Les juges du fond ont rejeté la demande de résiliation du bailleur, lequel a formé un pourvoi.
Parallèlement, le bailleur a exercé, par acte extrajudiciaire, son droit de repentir en offrant le renouvellement du bail, se soustrayant, dès lors, au risque éventuel du paiement d’une indemnité d’éviction, mais le bailleur maintenant sa demande de résiliation du bail dans le cadre de la procédure alors pendante.
Le preneur, qui ne conteste pas la validité des griefs soulevés par le bailleur, soutient que, d’une part, l’exercice du droit de repentir valable et régulier emporte le renouvellement définitif du bail et, d’autre part, que le repentir étant irrévocable, le bailleur est irrecevable dans son action tendant à l’acquisition de la clause résolutoire du bail précédent.
En constatant la résiliation du bail par l’effet de la clause résolutoire, les juges du fond ont donné droit à la demande du bailleur.
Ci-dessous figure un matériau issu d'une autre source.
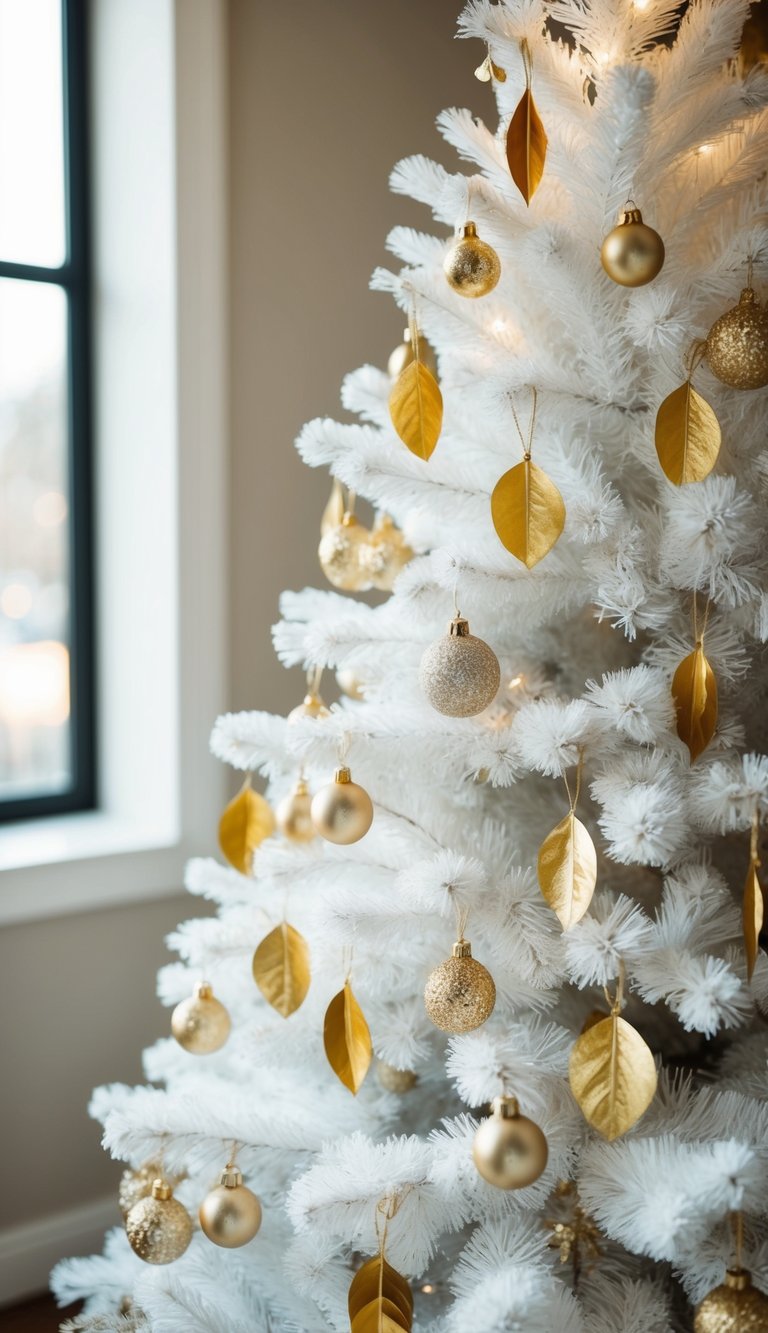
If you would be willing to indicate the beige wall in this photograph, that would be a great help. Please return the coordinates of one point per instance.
(324, 99)
(326, 96)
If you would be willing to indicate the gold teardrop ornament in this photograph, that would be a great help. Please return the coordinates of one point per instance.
(695, 693)
(347, 1040)
(416, 409)
(528, 512)
(244, 824)
(380, 1299)
(568, 869)
(526, 140)
(612, 1076)
(488, 71)
(282, 968)
(687, 436)
(752, 915)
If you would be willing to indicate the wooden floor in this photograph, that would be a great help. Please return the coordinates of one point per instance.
(38, 1316)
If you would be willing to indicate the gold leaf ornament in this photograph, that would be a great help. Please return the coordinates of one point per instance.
(347, 1040)
(612, 1076)
(416, 409)
(526, 137)
(695, 693)
(528, 512)
(244, 824)
(568, 869)
(282, 968)
(687, 436)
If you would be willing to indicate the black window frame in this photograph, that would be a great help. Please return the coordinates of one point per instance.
(74, 277)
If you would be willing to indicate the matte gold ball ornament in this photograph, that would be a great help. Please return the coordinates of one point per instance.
(736, 345)
(294, 813)
(471, 265)
(510, 1151)
(403, 355)
(632, 253)
(460, 993)
(340, 551)
(735, 1307)
(342, 812)
(159, 1228)
(459, 672)
(386, 553)
(200, 1024)
(231, 1215)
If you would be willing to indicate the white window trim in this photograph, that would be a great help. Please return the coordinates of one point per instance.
(159, 179)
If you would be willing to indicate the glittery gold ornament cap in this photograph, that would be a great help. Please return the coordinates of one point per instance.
(738, 344)
(736, 1307)
(460, 993)
(459, 672)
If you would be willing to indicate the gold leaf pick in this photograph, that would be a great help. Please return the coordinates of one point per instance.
(568, 869)
(244, 824)
(334, 511)
(376, 1279)
(695, 693)
(687, 436)
(282, 968)
(612, 1076)
(416, 409)
(528, 512)
(347, 1040)
(526, 147)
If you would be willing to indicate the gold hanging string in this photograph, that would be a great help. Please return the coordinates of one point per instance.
(527, 61)
(616, 1001)
(531, 427)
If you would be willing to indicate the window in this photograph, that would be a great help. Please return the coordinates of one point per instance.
(46, 597)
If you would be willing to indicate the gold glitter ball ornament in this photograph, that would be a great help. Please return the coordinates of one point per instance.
(471, 265)
(311, 707)
(231, 1215)
(403, 355)
(292, 815)
(738, 344)
(384, 555)
(510, 1151)
(736, 1307)
(202, 1023)
(395, 1080)
(632, 253)
(459, 673)
(460, 993)
(343, 811)
(159, 1228)
(339, 555)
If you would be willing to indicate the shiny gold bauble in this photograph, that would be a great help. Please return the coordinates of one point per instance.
(292, 815)
(395, 1080)
(231, 1215)
(159, 1228)
(202, 1023)
(403, 355)
(135, 1184)
(460, 993)
(459, 673)
(351, 683)
(736, 1307)
(738, 344)
(632, 253)
(311, 707)
(471, 267)
(386, 555)
(342, 812)
(339, 555)
(510, 1151)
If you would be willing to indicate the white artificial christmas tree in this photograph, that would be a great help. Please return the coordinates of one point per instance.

En effet, ces derniers ont considéré que, si l’exercice par le bailleur de son droit de repentir est irrévocable, le consentement au renouvellement par la signification du repentir n’emporte pas renonciation de sa part à se prévaloir des manquements du preneur dont il avait connaissance avant le repentir.
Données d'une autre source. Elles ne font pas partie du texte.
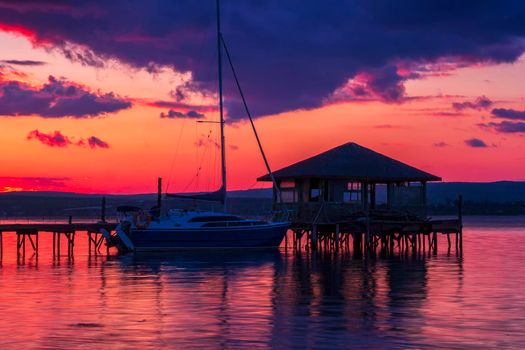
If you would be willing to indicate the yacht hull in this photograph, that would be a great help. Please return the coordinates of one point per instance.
(257, 236)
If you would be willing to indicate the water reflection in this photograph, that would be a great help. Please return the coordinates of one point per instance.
(262, 299)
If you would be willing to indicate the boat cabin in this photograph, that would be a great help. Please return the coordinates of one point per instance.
(350, 179)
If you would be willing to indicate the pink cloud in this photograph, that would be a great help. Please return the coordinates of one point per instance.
(57, 139)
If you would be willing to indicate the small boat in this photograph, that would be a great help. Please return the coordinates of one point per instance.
(182, 229)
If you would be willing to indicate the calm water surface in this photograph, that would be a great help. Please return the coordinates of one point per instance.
(277, 299)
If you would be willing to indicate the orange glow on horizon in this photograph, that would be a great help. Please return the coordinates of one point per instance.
(422, 132)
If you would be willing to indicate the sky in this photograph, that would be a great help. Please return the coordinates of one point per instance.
(104, 97)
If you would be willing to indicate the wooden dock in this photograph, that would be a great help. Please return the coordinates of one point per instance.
(27, 236)
(383, 235)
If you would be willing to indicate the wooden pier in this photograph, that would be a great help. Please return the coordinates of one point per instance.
(378, 235)
(27, 237)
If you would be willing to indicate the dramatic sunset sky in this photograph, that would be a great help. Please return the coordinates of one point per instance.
(104, 96)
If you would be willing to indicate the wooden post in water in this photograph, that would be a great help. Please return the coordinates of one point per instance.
(159, 192)
(460, 219)
(336, 238)
(313, 238)
(103, 210)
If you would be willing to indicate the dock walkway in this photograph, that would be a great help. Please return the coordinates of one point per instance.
(30, 233)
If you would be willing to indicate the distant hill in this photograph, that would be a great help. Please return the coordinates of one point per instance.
(504, 197)
(500, 192)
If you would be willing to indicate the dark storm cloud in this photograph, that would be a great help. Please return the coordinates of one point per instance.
(172, 114)
(476, 143)
(482, 102)
(95, 142)
(289, 54)
(56, 99)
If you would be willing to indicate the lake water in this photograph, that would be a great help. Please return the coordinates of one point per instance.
(277, 299)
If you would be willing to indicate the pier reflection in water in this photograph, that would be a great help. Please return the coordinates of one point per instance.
(281, 299)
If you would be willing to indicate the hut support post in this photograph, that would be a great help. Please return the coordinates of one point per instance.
(460, 219)
(314, 237)
(337, 233)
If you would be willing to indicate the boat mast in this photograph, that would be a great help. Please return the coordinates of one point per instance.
(221, 122)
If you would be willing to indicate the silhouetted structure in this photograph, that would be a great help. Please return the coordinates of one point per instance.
(335, 194)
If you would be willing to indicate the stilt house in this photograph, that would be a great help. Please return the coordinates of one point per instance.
(347, 182)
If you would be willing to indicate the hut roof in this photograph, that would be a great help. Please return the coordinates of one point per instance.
(354, 162)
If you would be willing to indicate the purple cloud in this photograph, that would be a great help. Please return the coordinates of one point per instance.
(172, 114)
(293, 59)
(476, 143)
(480, 103)
(506, 127)
(24, 62)
(56, 99)
(505, 113)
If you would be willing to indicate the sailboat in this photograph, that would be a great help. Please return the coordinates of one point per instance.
(182, 229)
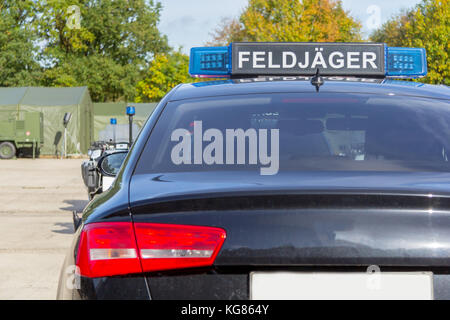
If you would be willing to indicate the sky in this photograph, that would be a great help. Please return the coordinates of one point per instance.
(188, 23)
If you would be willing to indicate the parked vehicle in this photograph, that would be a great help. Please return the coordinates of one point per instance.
(24, 135)
(242, 188)
(95, 179)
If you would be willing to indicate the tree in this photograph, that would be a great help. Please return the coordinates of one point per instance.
(18, 66)
(426, 26)
(165, 72)
(287, 20)
(108, 49)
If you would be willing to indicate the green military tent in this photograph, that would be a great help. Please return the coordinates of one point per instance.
(103, 112)
(54, 103)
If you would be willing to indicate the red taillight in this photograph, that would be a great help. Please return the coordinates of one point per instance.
(110, 248)
(107, 249)
(168, 246)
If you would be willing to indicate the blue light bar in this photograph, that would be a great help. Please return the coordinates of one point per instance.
(131, 111)
(210, 62)
(406, 62)
(246, 59)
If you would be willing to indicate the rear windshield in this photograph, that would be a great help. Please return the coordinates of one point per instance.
(271, 133)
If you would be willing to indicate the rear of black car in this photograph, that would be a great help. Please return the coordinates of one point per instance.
(229, 189)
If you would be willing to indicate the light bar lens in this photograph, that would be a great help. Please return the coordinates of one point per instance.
(406, 62)
(210, 62)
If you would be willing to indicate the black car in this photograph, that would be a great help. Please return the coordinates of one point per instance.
(262, 188)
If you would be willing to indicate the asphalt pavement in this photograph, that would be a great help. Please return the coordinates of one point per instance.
(36, 202)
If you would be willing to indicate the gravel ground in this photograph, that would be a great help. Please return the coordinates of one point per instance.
(36, 202)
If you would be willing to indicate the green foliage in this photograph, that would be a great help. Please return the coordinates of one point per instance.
(115, 43)
(108, 49)
(18, 66)
(165, 72)
(425, 26)
(287, 20)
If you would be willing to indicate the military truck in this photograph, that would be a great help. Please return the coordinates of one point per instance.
(21, 133)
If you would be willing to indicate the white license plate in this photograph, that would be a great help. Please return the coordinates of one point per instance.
(341, 286)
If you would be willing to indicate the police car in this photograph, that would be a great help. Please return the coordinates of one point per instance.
(308, 172)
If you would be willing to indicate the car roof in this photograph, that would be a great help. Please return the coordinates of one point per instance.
(287, 85)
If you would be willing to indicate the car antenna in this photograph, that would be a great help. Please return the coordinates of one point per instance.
(317, 80)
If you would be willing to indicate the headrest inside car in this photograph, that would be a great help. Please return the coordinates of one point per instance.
(347, 124)
(300, 126)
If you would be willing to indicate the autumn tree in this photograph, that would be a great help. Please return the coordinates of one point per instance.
(426, 26)
(165, 72)
(18, 64)
(287, 20)
(106, 45)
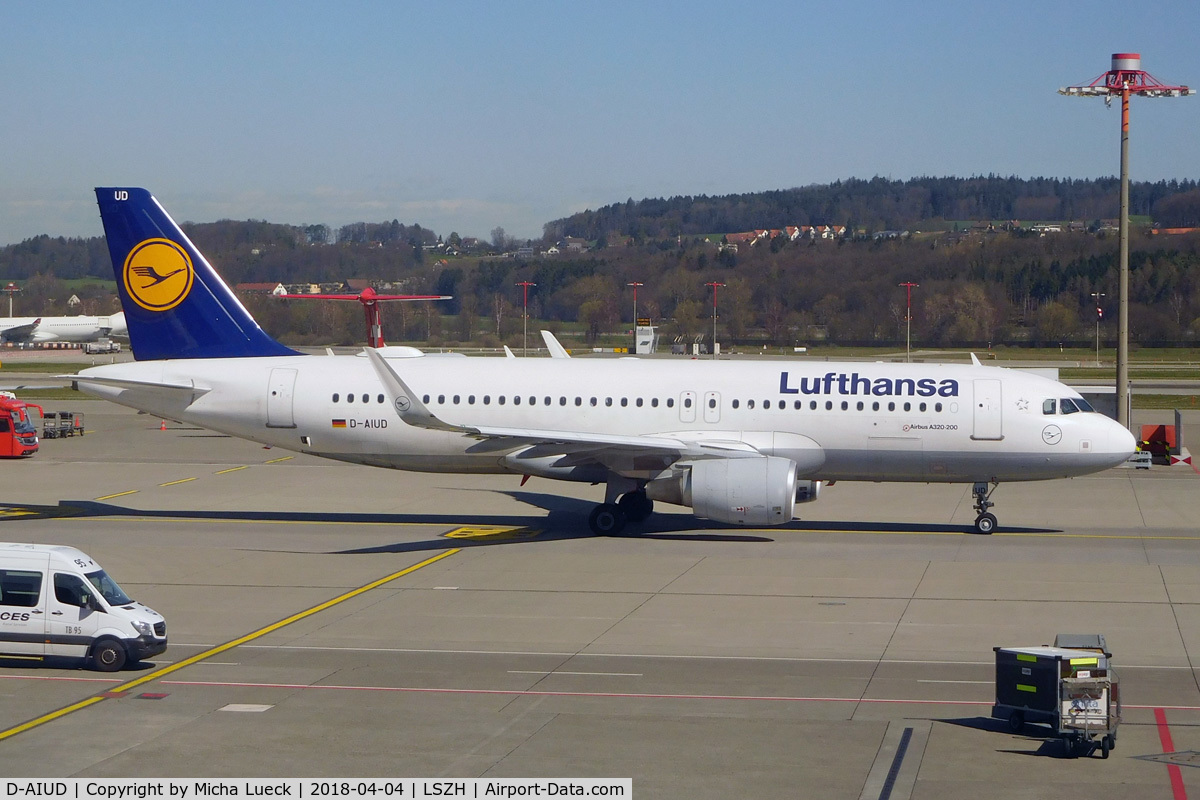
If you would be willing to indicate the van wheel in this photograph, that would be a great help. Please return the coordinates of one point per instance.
(108, 655)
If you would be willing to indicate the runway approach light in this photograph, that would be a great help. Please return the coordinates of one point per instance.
(1125, 79)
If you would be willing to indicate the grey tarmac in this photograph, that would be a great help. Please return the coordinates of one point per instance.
(701, 661)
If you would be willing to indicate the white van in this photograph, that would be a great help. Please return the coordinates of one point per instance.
(57, 601)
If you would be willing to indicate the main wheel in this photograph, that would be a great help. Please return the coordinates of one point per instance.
(606, 519)
(108, 655)
(636, 506)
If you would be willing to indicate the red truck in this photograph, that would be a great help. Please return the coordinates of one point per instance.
(18, 437)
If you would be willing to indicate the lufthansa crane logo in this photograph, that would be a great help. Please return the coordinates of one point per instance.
(159, 274)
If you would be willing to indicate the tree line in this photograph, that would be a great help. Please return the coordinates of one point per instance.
(975, 287)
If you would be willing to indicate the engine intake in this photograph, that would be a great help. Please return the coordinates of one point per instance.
(739, 491)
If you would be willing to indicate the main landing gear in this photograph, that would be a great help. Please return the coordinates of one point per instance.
(985, 522)
(609, 518)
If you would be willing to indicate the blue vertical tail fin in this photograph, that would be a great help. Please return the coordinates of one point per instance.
(175, 304)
Ils retiennent que le fait pour le bailleur d’avoir exercé son droit de repentir en ayant eu connaissance du manquement du preneur aux clauses et conditions du bail puis de poursuivre l’instance en résiliation par le dépôt d’un pourvoi contre l’arrêt ayant rejeté sa demande en résiliation démontre cette absence de renonciation.
La Cour d’appel estime que dès lors que le bail commercial a été résilié à compter de l’expiration du délai d’un mois visé par le commandement, tous les actes postérieurs à sa disparition, tels que le congé et l’acte de repentir, sont sans effet ni objet étant donné que le bail ne pouvait pas être valablement renouvelé.
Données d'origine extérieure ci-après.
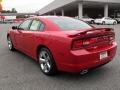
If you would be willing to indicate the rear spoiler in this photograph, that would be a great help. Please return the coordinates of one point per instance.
(83, 32)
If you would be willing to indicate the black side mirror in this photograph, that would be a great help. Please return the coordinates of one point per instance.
(14, 27)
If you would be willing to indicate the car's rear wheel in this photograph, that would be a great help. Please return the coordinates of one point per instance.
(103, 23)
(46, 61)
(10, 44)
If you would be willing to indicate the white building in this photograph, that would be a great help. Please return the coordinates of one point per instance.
(80, 8)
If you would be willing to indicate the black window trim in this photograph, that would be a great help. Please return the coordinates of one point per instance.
(28, 25)
(39, 26)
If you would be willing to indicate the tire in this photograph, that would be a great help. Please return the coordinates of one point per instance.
(10, 44)
(46, 61)
(92, 22)
(114, 23)
(103, 23)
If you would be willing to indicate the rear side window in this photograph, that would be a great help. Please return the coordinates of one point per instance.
(67, 23)
(35, 25)
(25, 25)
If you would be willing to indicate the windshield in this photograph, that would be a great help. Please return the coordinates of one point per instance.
(67, 23)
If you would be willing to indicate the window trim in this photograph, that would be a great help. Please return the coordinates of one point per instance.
(39, 26)
(28, 29)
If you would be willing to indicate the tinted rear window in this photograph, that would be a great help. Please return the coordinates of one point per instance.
(67, 23)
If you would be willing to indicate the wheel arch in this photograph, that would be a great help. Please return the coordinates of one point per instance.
(39, 47)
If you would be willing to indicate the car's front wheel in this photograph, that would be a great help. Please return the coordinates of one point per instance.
(46, 61)
(10, 44)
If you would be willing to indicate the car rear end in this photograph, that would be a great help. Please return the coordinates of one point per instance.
(81, 46)
(98, 21)
(90, 49)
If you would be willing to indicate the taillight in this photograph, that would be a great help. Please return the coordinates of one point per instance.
(78, 44)
(82, 43)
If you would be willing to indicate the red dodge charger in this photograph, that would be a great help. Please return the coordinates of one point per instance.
(63, 44)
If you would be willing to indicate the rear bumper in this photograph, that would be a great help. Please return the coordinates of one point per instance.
(82, 60)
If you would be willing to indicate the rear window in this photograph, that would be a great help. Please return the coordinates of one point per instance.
(67, 23)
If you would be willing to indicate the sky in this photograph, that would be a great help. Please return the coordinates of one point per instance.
(25, 5)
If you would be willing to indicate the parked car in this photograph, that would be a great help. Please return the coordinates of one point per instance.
(63, 43)
(105, 20)
(117, 19)
(88, 20)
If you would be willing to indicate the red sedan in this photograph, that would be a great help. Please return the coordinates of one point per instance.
(63, 43)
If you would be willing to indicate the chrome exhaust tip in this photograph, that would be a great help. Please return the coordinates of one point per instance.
(83, 72)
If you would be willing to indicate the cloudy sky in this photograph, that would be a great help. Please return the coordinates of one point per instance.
(25, 5)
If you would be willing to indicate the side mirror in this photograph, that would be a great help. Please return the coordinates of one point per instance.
(14, 27)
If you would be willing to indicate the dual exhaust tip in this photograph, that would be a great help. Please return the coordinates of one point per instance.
(83, 72)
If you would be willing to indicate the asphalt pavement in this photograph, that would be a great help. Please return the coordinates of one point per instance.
(19, 72)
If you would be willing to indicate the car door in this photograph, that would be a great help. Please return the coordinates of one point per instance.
(19, 36)
(31, 35)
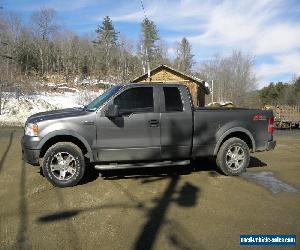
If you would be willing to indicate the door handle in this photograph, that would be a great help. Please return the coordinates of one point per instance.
(153, 123)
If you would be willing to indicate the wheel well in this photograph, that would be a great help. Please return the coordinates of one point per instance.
(241, 135)
(62, 138)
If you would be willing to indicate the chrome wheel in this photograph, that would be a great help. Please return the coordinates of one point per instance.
(63, 166)
(235, 157)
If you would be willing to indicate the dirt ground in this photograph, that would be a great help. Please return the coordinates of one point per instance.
(171, 208)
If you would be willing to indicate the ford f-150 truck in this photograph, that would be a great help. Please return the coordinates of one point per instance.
(143, 125)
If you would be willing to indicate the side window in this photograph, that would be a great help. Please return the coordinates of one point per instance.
(173, 101)
(139, 99)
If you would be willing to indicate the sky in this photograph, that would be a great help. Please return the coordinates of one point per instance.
(267, 29)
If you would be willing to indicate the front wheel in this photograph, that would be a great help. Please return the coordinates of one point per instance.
(233, 157)
(63, 164)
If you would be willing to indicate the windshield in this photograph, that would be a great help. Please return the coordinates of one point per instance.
(96, 103)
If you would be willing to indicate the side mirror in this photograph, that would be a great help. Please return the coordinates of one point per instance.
(112, 111)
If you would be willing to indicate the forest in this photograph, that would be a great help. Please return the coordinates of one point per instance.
(42, 49)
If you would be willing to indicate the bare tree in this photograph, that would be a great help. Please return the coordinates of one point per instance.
(233, 76)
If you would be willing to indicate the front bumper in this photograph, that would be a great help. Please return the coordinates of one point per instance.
(30, 152)
(270, 145)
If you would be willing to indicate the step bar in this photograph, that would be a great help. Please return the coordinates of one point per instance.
(142, 165)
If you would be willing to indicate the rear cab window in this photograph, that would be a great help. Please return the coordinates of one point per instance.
(173, 99)
(135, 100)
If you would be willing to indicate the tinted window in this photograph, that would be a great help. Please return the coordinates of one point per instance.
(136, 100)
(173, 100)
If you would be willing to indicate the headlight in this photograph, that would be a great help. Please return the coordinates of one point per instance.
(31, 129)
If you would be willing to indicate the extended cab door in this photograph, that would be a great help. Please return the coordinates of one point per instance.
(176, 122)
(135, 134)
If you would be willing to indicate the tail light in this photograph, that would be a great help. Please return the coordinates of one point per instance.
(271, 125)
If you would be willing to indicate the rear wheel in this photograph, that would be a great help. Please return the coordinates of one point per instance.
(233, 157)
(63, 164)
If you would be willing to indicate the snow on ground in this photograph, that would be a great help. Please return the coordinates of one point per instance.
(15, 112)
Aux visas des articles L.145-58 et L.145-59 du Code de commerce, la troisième Chambre civile de la Cour de cassation a censuré cette décision pour violation desdits textes.
La Cour considère que l’exercice sans réserve de ce droit implique l’acceptation irrévocable du renouvellement du bail dont la résiliation avait été antérieurement demandée et que, dès lors, un tel exercice « fait obstacle à la poursuite d’une résiliation engagée avant l’exercice de ce droit ».
Autrement dit, le bailleur ayant exercé son droit de repentir afin de se soustraire au paiement de l’indemnité d’éviction n’est pas recevable à demander la constatation de la résiliation du bail en application d’une clause résolutoire.
La Cour de cassation avait déjà retenu une solution identique dans le cas où un bailleur agissait en résiliation du bail renouvelé pour des infractions connues de lui antérieurement à l’exercice du repentir (Cass. civ. 3ème, 19 mai 2015, n°14-13.852).
Dans le même sens, la Cour de cassation avait estimé, dans un arrêt du 9 mars 2011, que le droit de repentir ne peut pas se faire « sous réserve » d’un recours car à défaut, il n’est pas valablement exercé. (Cass. civ. 3ème, 9 mars 2011, n°10-10.409).
On poursuit la résiliation ou on se repent, telle est la question.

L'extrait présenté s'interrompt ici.